Earned income includes:
- Wages, salaries, tips, and other taxable employee pay (when includible in the taxpayer’s gross income for the tax year);
- Net earnings from self-employment (if the taxpayer owns a business or is a minister or member of a religious order); and
- Gross income received as a statutory employee.
It does not include (among other things) interest and dividends; pensions and annuities; alimony and child support; and welfare benefits and unemployment compensation.
Taxable disability benefits received under an employer’s disability retirement plan are earned income until the taxpayer reaches minimum retirement age (generally, the earliest age at which a taxpayer could have received a pension or annuity if he or she were not disabled). Once a taxpayer reaches minimum retirement age, these payments are taxable as a pension and are not earned income. (Note: Payments from a disability insurance policy for which the taxpayer paid the premiums are not earned income, regardless of the taxpayer’s age.)
Foreign earned income. A taxpayer cannot claim the EITC if he or she has foreign earned income.
Investment income. A taxpayer may have only a limited amount of investment income; for 2013, this amount must be $3,300 or less. For 2014, the amount is $3,350 or less. Investment income generally includes interest (including tax-exempt interest), dividends, capital gain net income, net rental income, net royalty income, and net passive activity income. Gain treated as long-term capital gain under Sec. 1231(a)(1) will not be considered investment income.
AGI limits. Only taxpayers with income below certain levels are eligible for the EITC. These amounts differ, depending on whether the taxpayer is married and on how many children (if any) the taxpayer has. As a taxpayer’s AGI increases, the credit is phased out, with taxpayers above certain income levels not eligible for any credit at all.
However, there are many requirements that must be met to qualify:
Citizenship. To qualify for the EITC, the taxpayer (and spouse, if married) must be a U.S. citizen (or a resident alien) for the entire year.

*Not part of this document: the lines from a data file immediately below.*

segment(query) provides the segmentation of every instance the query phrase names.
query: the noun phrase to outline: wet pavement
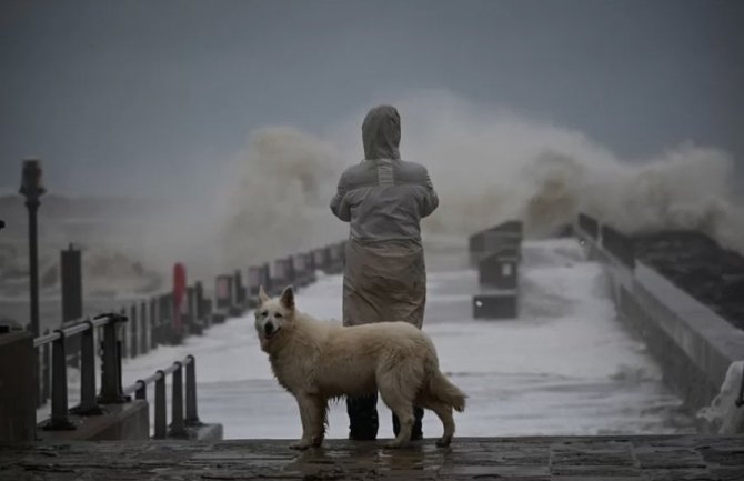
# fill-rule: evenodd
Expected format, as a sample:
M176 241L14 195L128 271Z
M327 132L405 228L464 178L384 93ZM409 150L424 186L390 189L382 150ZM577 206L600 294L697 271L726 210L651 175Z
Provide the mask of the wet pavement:
M744 437L433 439L389 450L326 441L110 441L0 445L0 480L744 480Z

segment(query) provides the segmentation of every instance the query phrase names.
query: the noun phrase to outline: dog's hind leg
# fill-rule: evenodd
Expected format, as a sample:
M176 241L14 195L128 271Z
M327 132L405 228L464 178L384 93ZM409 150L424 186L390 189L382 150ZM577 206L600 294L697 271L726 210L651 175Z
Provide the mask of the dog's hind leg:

Nonresident alien. If the taxpayer (or spouse) is a nonresident alien for any part of the year, he or she cannot claim the EITC unless the taxpayer files jointly with his or her spouse. This filing status may be used only if one spouse is a U.S. citizen (or resident alien) and the nonresident spouse elects to be treated as a U.S. resident. If they make this election, the couple will be subject to U.S. tax on their worldwide income, not just the amounts earned in the United States.
Social Security numbers. The taxpayer (and spouse, if married and filing jointly) must have a valid Social Security number. This is also a requirement for any qualifying child.
Note: A taxpayer or spouse who has an individual taxpayer identification number (ITIN) (rather than a Social Security number) is not eligible to claim the EITC.
Filing status. If the taxpayer is married, he or she must generally file as “married filing jointly”; a taxpayer filing as “married filing separately” cannot claim the EITC.